Metadata-Version: 2.1
Name: mo-json
Version: 3.76.20190
Summary: More JSON Tools! 
Home-page: https://github.com/klahnakoski/mo-json
Author: Kyle Lahnakoski
Author-email: kyle@lahnakoski.com
License: MPL 2.0
Description: # More JSON Tools!
        
        This set of modules solves three problems:
        
        * We want to iterate over massive JSON easily (`mo_json.stream`)
        * A bijection between strictly typed JSON, and dynamic typed JSON.
        * Flexible JSON parser to handle comments, and other forms
        * <strike>JSON encoding is slow (`mo_json.encode`)</strike>
        
        
        ## Running tests
        
            pip install -r tests/requirements.txt
            set PYTHONPATH=.    
            python.exe -m unittest discover tests
        
        
        ## Module Details
        
        ### Method `mo_json.value2json()`
        
        Convert a `dict`, list, or primitive value to a utf-8 encoded JSON string.
        
        ### Method `mo_json.json2value()`
        
        Convert a utf-8 encoded string to a data structure 
        
        
        ### Method `mo_json.scrub()`
        
        Remove, or convert, a number of objects from a structure that are not JSON-izable. It is faster to `scrub` and use the default (aka c-based) python encoder than it is to use `default` serializer that forces the use of an interpreted python encoder. 
        
        ----------------------
        
        ### Module `mo_json.stream`
        
        A module that supports queries over very large JSON
        strings. The overall objective is to make a large JSON document appear like
        a hierarchical database, where arrays of any depth, can be queried like
        tables. 
        
        
        #### Limitations
        
        This is not a generic streaming JSON parser. It is only intended to breakdown the top-level array, or object for less memory usage.  
        
        *  **Array values must be the last object property** - If you query into a 
           nested array, all sibling properties found after that array must be ignored 
           (must not be in the `expected_vars`). The code will raise an exception if
           you can not extract all expected variables.
        
        ----------------------
        
        ### Method `mo_json.stream.parse()`
        
        Will return an iterator over all objects found in the JSON stream.
        
        **Parameters:**
        
        * **json** - a parameter-less function, when called returns some number of
          bytes from the JSON stream. It can also be a string.

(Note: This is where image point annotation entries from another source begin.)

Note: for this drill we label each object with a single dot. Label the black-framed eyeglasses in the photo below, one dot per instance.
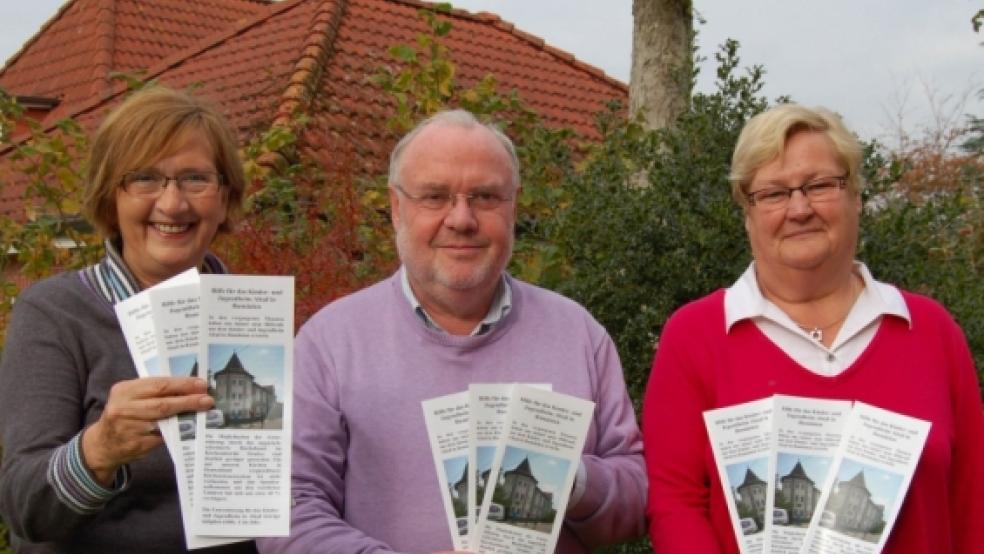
(439, 200)
(823, 189)
(151, 184)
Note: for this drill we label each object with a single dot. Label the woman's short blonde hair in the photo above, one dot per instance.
(764, 138)
(148, 126)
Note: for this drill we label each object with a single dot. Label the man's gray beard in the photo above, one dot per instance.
(427, 272)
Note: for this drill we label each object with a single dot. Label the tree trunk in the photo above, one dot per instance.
(662, 68)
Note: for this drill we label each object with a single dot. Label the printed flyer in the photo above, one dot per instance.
(534, 468)
(741, 439)
(870, 476)
(243, 445)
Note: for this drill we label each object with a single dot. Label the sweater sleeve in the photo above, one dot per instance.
(46, 492)
(319, 462)
(966, 475)
(676, 442)
(611, 508)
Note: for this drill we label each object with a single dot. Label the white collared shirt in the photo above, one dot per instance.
(501, 304)
(744, 300)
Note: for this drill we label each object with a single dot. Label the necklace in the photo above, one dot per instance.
(816, 333)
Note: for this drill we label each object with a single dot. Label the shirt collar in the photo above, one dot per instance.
(501, 304)
(744, 299)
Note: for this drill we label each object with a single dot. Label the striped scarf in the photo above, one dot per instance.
(112, 279)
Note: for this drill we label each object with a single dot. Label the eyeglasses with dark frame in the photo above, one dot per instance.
(146, 183)
(442, 200)
(823, 189)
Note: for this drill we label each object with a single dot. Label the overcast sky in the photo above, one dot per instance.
(870, 60)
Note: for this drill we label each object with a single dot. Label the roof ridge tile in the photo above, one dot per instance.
(507, 26)
(105, 35)
(220, 37)
(311, 64)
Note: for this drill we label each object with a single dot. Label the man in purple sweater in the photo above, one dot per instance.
(363, 476)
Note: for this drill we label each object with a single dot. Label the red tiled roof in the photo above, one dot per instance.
(317, 56)
(73, 54)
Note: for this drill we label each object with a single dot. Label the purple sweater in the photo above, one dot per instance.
(363, 476)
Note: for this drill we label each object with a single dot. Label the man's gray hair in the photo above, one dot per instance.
(453, 118)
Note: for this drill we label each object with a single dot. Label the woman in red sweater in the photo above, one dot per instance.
(807, 319)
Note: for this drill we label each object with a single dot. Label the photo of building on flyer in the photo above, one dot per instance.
(861, 497)
(185, 365)
(456, 473)
(798, 481)
(527, 485)
(748, 491)
(245, 381)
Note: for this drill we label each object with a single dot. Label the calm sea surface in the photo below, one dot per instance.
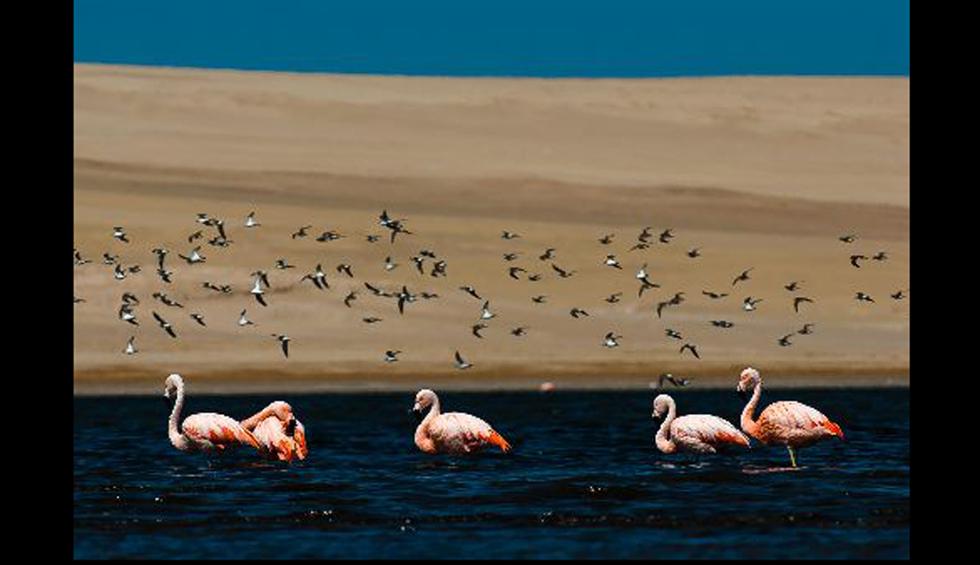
(584, 480)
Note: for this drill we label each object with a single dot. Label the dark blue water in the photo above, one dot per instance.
(584, 480)
(546, 38)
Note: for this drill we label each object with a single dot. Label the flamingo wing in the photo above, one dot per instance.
(707, 429)
(796, 423)
(457, 432)
(218, 430)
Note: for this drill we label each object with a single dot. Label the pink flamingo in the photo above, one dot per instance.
(205, 431)
(696, 433)
(453, 432)
(788, 423)
(278, 431)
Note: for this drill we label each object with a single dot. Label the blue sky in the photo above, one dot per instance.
(503, 38)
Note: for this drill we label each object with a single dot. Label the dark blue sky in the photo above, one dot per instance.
(503, 38)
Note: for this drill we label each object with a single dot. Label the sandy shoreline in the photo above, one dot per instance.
(761, 172)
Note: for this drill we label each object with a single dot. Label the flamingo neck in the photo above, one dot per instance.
(173, 429)
(664, 442)
(748, 424)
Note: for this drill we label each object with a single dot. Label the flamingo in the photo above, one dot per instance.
(788, 423)
(453, 432)
(206, 431)
(695, 433)
(279, 433)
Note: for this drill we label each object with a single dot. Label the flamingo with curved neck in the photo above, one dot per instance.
(788, 423)
(205, 431)
(695, 433)
(453, 432)
(281, 435)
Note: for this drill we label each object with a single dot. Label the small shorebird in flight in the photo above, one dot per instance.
(250, 221)
(611, 340)
(243, 321)
(120, 234)
(257, 291)
(329, 235)
(439, 269)
(471, 291)
(693, 349)
(462, 363)
(562, 272)
(167, 300)
(345, 268)
(351, 296)
(126, 314)
(284, 342)
(798, 300)
(301, 232)
(486, 314)
(165, 325)
(856, 258)
(195, 256)
(676, 381)
(743, 277)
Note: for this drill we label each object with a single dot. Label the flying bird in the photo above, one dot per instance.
(284, 342)
(165, 325)
(743, 277)
(798, 300)
(693, 349)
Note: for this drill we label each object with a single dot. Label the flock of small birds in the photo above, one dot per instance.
(428, 263)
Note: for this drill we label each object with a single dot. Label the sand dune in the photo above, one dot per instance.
(758, 172)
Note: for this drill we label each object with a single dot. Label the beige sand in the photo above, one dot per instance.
(758, 172)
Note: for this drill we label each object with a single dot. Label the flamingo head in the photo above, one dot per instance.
(747, 381)
(661, 405)
(423, 399)
(173, 382)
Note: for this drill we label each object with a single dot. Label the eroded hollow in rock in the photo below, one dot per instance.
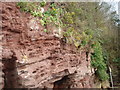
(11, 78)
(62, 83)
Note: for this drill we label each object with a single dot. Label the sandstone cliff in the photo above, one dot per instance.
(48, 61)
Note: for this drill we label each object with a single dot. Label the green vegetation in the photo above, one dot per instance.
(46, 17)
(98, 62)
(87, 24)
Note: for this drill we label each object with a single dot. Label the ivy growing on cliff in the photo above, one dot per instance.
(98, 62)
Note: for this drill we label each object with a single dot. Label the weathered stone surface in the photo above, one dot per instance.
(41, 60)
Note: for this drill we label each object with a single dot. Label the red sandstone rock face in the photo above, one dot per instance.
(48, 61)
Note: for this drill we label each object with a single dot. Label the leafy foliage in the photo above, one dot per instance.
(98, 62)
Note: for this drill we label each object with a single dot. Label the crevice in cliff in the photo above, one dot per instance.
(62, 83)
(11, 78)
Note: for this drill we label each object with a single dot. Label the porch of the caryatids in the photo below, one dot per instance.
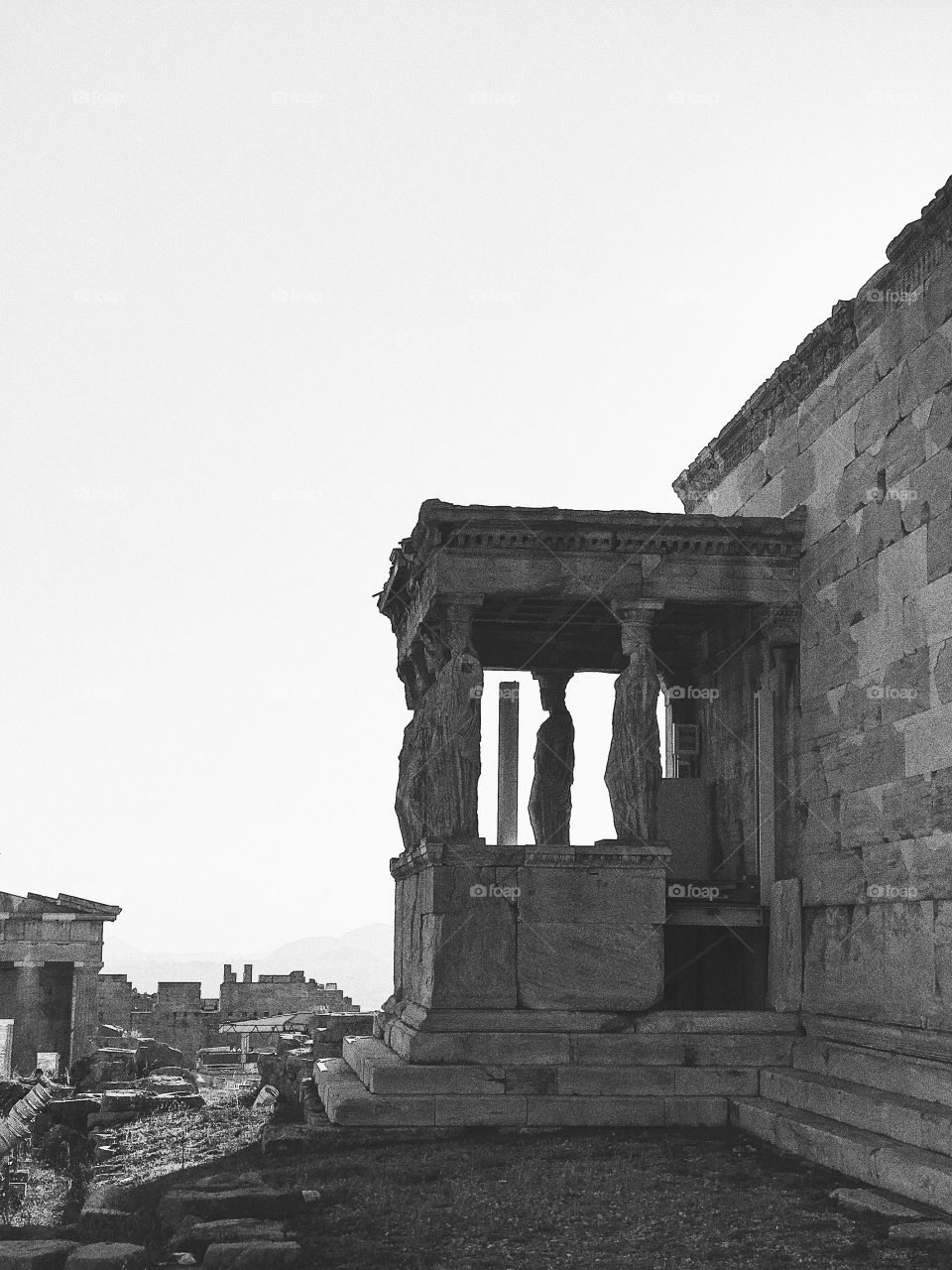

        * **path** - a dot-delimited string specifying the path to the nested JSON. Use 
          `"."` if your JSON starts with `[`, and is a list.
        * **expected_vars** - a list of strings specifying the full property names 
          required (all other properties are ignored)
        
        #### Common Usage
        
        The most common use of `parse()` is to iterate over all the objects in a large, top-level, array:
        
            parse(json, path=".", required_vars=["."]}
        
        For example, given the following JSON: 
        
            [
                {"a": 1},
                {"a": 2},
                {"a": 3},
                {"a": 4}
            ]
        
        returns a generator that provides
        
            {"a": 1}
            {"a": 2}
            {"a": 3}
            {"a": 4}
        
        
        #### Examples
        
        **Simple Iteration**
        
            json = {"b": "done", "a": [1, 2, 3]}
            parse(json, path="a", required_vars=["a", "b"]}
        
        We will iterate through the array found on property `a`, and return both `a` and `b` variables. It will return the following values:
        
            {"b": "done", "a": 1}
            {"b": "done", "a": 2}
            {"b": "done", "a": 3}
        
        
        **Bad - Property follows array**
        
        The same query, but different JSON with `b` following `a`:
        
            json = {"a": [1, 2, 3], "b": "done"}
            parse(json, path="a", required_vars=["a", "b"]}
        
        Since property `b` follows the array we're iterating over, this will raise an error.
        
        **Good - No need for following properties**
        
        The same JSON, but different query, which does not require `b`:
        
            json = {"a": [1, 2, 3], "b": "done"}
            parse(json, path="a", required_vars=["a"]}
        
        If we do not require `b`, then streaming will proceed just fine:
        
            {"a": 1}
            {"a": 2}
            {"a": 3}
        
        **Complex Objects**
        
        This streamer was meant for very long lists of complex objects. Use dot-delimited naming to refer to full name of the property
        
            json = [{"a": {"b": 1, "c": 2}}, {"a": {"b": 3, "c": 4}}, ...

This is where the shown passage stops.